À ce titre, l’Amérique Latine s’est imposée comme une figure de proue de la transition énergétique grâce à des investissements massifs dans les énergies renouvelables amorcées depuis plusieurs décennies, et dont les conséquences résultent en une moindre dépendance vis-à-vis des énergies fossiles. Néanmoins, les gouvernements sud-américains doivent encore redoubler d’effort pour améliorer l’efficience de leur réseau électrique qui enregistre une perte de 15% en moyenne chaque année. Malgré l’exemple du Chili et sa centrale thermosolaire dans le désert de l’Atacama qui a permis la fourniture d’électricité à près de 250 000 personnes, le niveau technologique du réseau actuel ne permet pas d’exploiter ces ressources à leur plein potentiel. Afin de répondre aux besoins énergétiques tout en assurant une viabilité économique sur le long terme, certains pays tel que l’Uruguay ont entrepris des investissements dans les réseaux intelligents avec pas moins de 600 000 smart meters mis en place, couvrant 60% des foyers en 2022 avec un objectif d’atteindre les 100% en 2024 sans répercussion des coûts sur les consommateurs.
Défis des Réseaux Énergétiques en Amérique Latine
Cet élan positif vers l’innovation du réseau électrique encourage l’usage des énergies renouvelables, mais est freiné par un manque de régulation du marché : en effet, les distributeurs d’énergie traditionnels ne sont donc pas incités à collaborer avec les réseaux locaux d’autant plus que le contexte socio-économique et politique sur le continent n’est pas propice à une évolution linéaire de ce type d’innovation. Nous observons toutefois une lueur d’espoir à travers le prisme des investissements chinois dans des entreprises sud-américaines, encourageant le développement de smart grids. Couplé aux efforts des Etats et des entreprises privées déjà en place, le développement de smart grids pourrait ouvrir la porte vers un futur aux allures de paradis vert. Cela aurait pour conséquence d’affirmer le statut de fer-de-lance de l’Amérique Latine dans le projet de fiabilisation des moyens de production décentralisés, répondant aux enjeux de transition énergétique.
Quand la transition énergétique traduit un futur prometteur
L’industrie de l’énergie entre en pleine mutation depuis plusieurs années dans un monde où la lutte des classes s’est couplée à un défi pour la survie de l’humanité. La décentralisation de la production d’énergie apporte des premières réponses prometteuses bien qu’encore insuffisantes, à l’image de la transition énergétique laborieuse de l’Allemagne et des velléités sud-américaines nuancées par un manque d’influence et de rigueur politique.

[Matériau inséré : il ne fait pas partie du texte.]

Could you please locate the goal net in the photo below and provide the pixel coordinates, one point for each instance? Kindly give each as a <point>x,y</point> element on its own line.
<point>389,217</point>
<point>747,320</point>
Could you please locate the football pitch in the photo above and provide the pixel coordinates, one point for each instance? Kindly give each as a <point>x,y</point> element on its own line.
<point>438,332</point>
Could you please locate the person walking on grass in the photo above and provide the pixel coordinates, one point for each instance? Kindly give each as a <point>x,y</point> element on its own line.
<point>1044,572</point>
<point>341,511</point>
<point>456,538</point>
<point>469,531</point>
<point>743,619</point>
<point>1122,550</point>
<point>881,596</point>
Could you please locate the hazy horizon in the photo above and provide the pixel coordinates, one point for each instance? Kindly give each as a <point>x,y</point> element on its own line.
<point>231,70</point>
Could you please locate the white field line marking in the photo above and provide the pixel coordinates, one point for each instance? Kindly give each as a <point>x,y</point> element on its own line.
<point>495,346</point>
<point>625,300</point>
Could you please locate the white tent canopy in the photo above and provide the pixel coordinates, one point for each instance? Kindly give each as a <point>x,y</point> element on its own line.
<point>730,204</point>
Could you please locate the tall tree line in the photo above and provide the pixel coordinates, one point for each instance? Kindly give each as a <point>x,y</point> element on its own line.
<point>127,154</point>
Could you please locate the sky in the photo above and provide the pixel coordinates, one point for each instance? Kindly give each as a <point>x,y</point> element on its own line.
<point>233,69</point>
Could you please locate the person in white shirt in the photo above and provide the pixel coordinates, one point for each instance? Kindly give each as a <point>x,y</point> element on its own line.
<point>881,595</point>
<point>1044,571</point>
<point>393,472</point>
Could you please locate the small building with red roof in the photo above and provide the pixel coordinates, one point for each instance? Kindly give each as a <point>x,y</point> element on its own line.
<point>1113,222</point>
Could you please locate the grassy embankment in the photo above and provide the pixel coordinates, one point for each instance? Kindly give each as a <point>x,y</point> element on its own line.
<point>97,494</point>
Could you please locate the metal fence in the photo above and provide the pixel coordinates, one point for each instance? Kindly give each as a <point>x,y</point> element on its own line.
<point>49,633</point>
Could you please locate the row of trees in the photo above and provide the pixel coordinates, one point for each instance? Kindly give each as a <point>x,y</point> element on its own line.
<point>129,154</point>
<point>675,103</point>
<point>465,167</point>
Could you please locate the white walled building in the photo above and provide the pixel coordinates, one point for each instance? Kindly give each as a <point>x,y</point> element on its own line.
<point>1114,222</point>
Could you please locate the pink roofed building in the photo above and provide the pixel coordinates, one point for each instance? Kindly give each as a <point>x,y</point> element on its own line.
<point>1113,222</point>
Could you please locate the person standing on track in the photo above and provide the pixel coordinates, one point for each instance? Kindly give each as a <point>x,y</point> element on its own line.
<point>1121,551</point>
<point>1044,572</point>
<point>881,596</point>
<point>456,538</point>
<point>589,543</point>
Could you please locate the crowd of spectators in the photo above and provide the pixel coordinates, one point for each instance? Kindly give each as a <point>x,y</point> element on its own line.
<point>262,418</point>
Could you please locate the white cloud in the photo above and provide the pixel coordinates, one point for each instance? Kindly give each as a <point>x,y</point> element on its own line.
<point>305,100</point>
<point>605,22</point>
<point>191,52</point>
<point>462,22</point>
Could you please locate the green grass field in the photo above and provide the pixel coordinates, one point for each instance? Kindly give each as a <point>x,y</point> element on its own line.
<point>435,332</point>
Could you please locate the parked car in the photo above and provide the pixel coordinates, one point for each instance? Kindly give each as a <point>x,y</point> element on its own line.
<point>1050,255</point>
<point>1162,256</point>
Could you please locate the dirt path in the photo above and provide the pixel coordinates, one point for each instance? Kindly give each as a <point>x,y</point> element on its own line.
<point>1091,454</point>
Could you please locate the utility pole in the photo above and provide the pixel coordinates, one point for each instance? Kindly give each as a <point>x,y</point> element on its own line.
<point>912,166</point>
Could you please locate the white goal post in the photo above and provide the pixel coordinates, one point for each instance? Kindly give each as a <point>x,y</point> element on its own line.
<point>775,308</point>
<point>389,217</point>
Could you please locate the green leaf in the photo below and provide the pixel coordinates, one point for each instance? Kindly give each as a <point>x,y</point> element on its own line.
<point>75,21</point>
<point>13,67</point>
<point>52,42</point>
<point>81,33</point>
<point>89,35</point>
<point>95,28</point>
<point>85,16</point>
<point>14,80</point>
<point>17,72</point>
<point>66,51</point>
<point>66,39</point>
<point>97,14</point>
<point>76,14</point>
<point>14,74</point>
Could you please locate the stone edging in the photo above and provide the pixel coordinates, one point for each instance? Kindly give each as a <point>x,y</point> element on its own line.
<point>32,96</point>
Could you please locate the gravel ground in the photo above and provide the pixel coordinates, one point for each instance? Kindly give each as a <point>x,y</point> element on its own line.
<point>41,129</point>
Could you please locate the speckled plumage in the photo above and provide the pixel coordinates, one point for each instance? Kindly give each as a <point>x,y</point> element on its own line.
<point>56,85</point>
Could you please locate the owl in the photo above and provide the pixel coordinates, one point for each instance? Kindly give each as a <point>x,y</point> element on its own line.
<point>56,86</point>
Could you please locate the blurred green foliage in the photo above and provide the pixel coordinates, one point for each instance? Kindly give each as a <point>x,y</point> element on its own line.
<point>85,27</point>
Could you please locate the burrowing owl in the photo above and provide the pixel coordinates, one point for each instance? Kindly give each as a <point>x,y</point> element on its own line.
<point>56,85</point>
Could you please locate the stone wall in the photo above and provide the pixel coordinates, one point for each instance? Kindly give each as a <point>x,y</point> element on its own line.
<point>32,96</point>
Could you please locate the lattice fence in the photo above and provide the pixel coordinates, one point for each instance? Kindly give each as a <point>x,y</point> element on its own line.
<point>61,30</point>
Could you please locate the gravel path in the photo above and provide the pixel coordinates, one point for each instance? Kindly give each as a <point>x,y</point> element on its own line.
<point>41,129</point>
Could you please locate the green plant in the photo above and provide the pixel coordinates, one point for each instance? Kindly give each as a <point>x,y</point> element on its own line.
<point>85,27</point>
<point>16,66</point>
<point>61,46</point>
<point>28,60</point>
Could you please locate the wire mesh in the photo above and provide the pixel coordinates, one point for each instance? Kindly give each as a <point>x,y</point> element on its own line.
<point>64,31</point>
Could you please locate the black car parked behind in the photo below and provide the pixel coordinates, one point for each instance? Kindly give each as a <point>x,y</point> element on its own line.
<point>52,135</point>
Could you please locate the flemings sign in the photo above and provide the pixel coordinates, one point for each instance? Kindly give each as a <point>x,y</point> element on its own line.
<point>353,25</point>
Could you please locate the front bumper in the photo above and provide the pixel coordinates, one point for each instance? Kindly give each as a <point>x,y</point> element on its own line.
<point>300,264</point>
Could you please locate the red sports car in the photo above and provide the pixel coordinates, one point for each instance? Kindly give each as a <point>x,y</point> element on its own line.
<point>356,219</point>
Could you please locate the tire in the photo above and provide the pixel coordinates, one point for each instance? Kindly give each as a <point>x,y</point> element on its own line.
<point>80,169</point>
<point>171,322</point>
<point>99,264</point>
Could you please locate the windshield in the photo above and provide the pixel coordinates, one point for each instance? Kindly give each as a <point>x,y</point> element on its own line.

Certaines innovations, encore aujourd’hui sous état embryonnaire, nous permettent d’entrevoir toutefois un futur optimiste : c’est le cas de la chaleur fatale qui consiste à récupérer la chaleur émise lors d’un processus dont le but initial n’est pas la production d’énergie. Cette solution permettra alors d’augmenter le rendement des réseaux intelligents en couplant l’énergie électrique et thermique sous forme de circuit de recyclage, rendant possible la valorisation locale d’une ressource qui serait autrement perdue et répondant par conséquent à notre double enjeu initial.